I have logstash 6.0 installed on a 4 CPU node with 32GB memory. I would like to improve the performance of my ingest to elasticsearch. At present i am ingesting a 8 GB file that contains 42 columns of text data. With the default logstash settings i was able to ingest 6 million records in one hour. How do i improve this ingest speed with changes to my configuration settings. Also noticed the ingest process to slowdown after 4 hours. It may be ingesting 3 million records per hour now. How do i improve ingest efficiencies and also account for this slowdown in ingest efficiency that is happening overtime. Thanks


(Christian Dahlqvist) #2

How have you identified that it is Logstash and not Elasticsearch that is the bottleneck?

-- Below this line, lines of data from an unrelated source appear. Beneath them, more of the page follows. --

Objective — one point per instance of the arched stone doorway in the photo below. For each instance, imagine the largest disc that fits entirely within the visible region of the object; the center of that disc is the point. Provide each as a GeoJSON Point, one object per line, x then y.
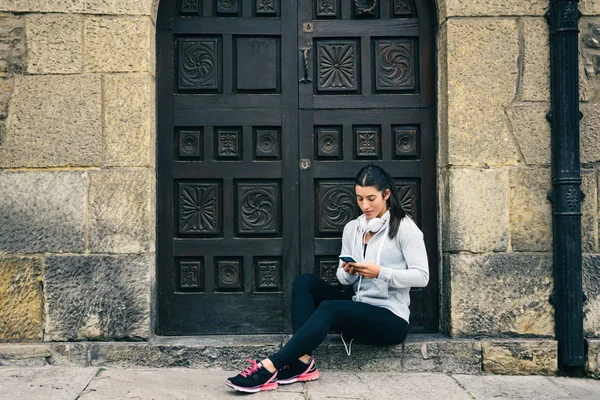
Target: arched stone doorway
{"type": "Point", "coordinates": [265, 114]}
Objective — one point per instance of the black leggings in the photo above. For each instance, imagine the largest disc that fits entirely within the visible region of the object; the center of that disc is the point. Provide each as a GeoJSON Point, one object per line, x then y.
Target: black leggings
{"type": "Point", "coordinates": [318, 307]}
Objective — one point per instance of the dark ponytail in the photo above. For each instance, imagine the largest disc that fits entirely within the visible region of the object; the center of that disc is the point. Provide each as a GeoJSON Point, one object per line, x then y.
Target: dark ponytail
{"type": "Point", "coordinates": [372, 175]}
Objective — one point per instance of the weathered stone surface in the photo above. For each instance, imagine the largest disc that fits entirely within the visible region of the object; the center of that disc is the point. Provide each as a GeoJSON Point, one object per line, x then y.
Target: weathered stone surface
{"type": "Point", "coordinates": [121, 218]}
{"type": "Point", "coordinates": [514, 387]}
{"type": "Point", "coordinates": [118, 45]}
{"type": "Point", "coordinates": [501, 294]}
{"type": "Point", "coordinates": [20, 299]}
{"type": "Point", "coordinates": [97, 297]}
{"type": "Point", "coordinates": [44, 383]}
{"type": "Point", "coordinates": [592, 364]}
{"type": "Point", "coordinates": [520, 357]}
{"type": "Point", "coordinates": [128, 7]}
{"type": "Point", "coordinates": [589, 210]}
{"type": "Point", "coordinates": [482, 81]}
{"type": "Point", "coordinates": [24, 355]}
{"type": "Point", "coordinates": [590, 133]}
{"type": "Point", "coordinates": [530, 209]}
{"type": "Point", "coordinates": [54, 44]}
{"type": "Point", "coordinates": [53, 121]}
{"type": "Point", "coordinates": [477, 218]}
{"type": "Point", "coordinates": [536, 61]}
{"type": "Point", "coordinates": [42, 212]}
{"type": "Point", "coordinates": [12, 57]}
{"type": "Point", "coordinates": [458, 357]}
{"type": "Point", "coordinates": [129, 120]}
{"type": "Point", "coordinates": [591, 288]}
{"type": "Point", "coordinates": [495, 7]}
{"type": "Point", "coordinates": [532, 131]}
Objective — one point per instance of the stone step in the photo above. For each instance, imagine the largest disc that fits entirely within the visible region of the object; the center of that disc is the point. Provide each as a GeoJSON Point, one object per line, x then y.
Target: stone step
{"type": "Point", "coordinates": [419, 353]}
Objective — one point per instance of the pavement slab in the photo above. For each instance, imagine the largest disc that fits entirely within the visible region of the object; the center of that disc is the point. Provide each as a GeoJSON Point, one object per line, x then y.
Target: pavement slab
{"type": "Point", "coordinates": [528, 387]}
{"type": "Point", "coordinates": [48, 383]}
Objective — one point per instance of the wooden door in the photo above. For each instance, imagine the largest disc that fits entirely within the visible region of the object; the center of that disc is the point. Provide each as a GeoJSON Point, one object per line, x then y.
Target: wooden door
{"type": "Point", "coordinates": [367, 95]}
{"type": "Point", "coordinates": [266, 111]}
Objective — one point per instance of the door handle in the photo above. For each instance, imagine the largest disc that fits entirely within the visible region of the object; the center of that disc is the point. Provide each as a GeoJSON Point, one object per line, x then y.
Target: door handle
{"type": "Point", "coordinates": [306, 78]}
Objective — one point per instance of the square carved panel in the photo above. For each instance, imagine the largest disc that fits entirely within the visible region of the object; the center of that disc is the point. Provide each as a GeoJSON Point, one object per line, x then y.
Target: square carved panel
{"type": "Point", "coordinates": [337, 206]}
{"type": "Point", "coordinates": [228, 7]}
{"type": "Point", "coordinates": [395, 68]}
{"type": "Point", "coordinates": [190, 144]}
{"type": "Point", "coordinates": [268, 143]}
{"type": "Point", "coordinates": [229, 143]}
{"type": "Point", "coordinates": [268, 275]}
{"type": "Point", "coordinates": [229, 274]}
{"type": "Point", "coordinates": [329, 142]}
{"type": "Point", "coordinates": [406, 139]}
{"type": "Point", "coordinates": [191, 275]}
{"type": "Point", "coordinates": [199, 66]}
{"type": "Point", "coordinates": [337, 66]}
{"type": "Point", "coordinates": [258, 208]}
{"type": "Point", "coordinates": [258, 64]}
{"type": "Point", "coordinates": [368, 141]}
{"type": "Point", "coordinates": [198, 208]}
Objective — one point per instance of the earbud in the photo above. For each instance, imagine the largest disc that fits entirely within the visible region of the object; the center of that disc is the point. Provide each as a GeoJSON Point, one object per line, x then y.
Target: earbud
{"type": "Point", "coordinates": [373, 225]}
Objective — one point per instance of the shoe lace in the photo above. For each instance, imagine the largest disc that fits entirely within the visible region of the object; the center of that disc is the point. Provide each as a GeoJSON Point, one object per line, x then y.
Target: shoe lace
{"type": "Point", "coordinates": [251, 369]}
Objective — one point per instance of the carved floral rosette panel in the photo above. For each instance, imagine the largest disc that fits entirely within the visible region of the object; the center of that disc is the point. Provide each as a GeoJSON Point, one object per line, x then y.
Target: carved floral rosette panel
{"type": "Point", "coordinates": [337, 66]}
{"type": "Point", "coordinates": [198, 208]}
{"type": "Point", "coordinates": [198, 65]}
{"type": "Point", "coordinates": [336, 206]}
{"type": "Point", "coordinates": [258, 208]}
{"type": "Point", "coordinates": [395, 65]}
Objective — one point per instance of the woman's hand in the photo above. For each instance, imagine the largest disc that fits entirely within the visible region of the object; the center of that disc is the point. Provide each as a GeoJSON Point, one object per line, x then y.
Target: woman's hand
{"type": "Point", "coordinates": [349, 268]}
{"type": "Point", "coordinates": [367, 269]}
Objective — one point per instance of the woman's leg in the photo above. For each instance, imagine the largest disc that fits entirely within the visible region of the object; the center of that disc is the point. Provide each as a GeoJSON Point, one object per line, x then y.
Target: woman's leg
{"type": "Point", "coordinates": [364, 322]}
{"type": "Point", "coordinates": [308, 292]}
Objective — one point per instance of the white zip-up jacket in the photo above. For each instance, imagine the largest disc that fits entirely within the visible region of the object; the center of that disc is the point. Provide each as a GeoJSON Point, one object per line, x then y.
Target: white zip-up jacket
{"type": "Point", "coordinates": [403, 262]}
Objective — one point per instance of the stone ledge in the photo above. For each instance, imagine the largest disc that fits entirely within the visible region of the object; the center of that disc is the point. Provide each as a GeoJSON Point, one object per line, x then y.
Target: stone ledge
{"type": "Point", "coordinates": [420, 353]}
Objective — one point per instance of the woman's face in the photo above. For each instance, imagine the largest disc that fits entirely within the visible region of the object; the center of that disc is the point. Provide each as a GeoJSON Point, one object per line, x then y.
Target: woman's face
{"type": "Point", "coordinates": [372, 201]}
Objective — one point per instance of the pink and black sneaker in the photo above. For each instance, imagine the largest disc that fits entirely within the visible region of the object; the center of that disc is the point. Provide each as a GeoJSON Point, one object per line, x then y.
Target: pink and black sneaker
{"type": "Point", "coordinates": [298, 372]}
{"type": "Point", "coordinates": [255, 378]}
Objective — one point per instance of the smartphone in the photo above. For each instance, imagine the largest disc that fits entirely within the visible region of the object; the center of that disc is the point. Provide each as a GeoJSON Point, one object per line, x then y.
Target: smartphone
{"type": "Point", "coordinates": [346, 258]}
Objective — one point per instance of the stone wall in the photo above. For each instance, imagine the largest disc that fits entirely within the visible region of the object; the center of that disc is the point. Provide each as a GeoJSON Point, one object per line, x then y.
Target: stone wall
{"type": "Point", "coordinates": [77, 169]}
{"type": "Point", "coordinates": [495, 167]}
{"type": "Point", "coordinates": [77, 173]}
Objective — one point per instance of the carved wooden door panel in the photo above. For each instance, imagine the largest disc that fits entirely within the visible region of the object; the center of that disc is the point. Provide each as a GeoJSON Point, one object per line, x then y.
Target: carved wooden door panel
{"type": "Point", "coordinates": [366, 95]}
{"type": "Point", "coordinates": [228, 203]}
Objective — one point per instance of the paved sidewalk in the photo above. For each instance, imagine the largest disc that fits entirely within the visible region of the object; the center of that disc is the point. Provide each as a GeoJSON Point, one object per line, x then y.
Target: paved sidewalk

Are you letting Elasticsearch set document IDs or are you supplying them yourself when indexing?


#3

I am letting elasticsearch set document ID's. Based on the logstash node hardware specs, I feel that it is not being fully used to its potential. For this run the memory utilization was showing up as 2GB where as we have 32GB available. How do i decide to up the memory setting and what environment settings will have to be aligned for updates.


(Christian Dahlqvist) #4

Logstash performance is typically limited either by CPU of network performance. It is however only able to process data as fast as the systems receiving it can accept it.

Before starting to look at tuning Logstash, have you verified that your downstream system are able to handle higher throughput and are not the bottleneck here?


#5

No. How do i check on the downstream system.


(Christian Dahlqvist) #6

Where are you sending your data?


#7

I am sending the data to a 8 node elasticsearch cluster where each of the nodes has a 2CPU,32gbmemory specification. This was the only job running for ingestion to this cluster.


(Christian Dahlqvist) #8

What type of hardware and storage are the Elasticsearch nodes using? Look at CPU usage and disk I/O on your Elasticsearch nodes and verify that none of the Elasticsearch nodes are saturated or limiting performance.

Documents per second is a poor metric for judging performance as size and complexity of documents can affect the amount of work that need to be done quite a lot. What is the average size of your documents?

Another factor that can impact indexing performance is how many indices and shards you are actively indexing into. Can you provide some information about this?


(system) #9

This topic was automatically closed 28 days after the last reply. New replies are no longer allowed.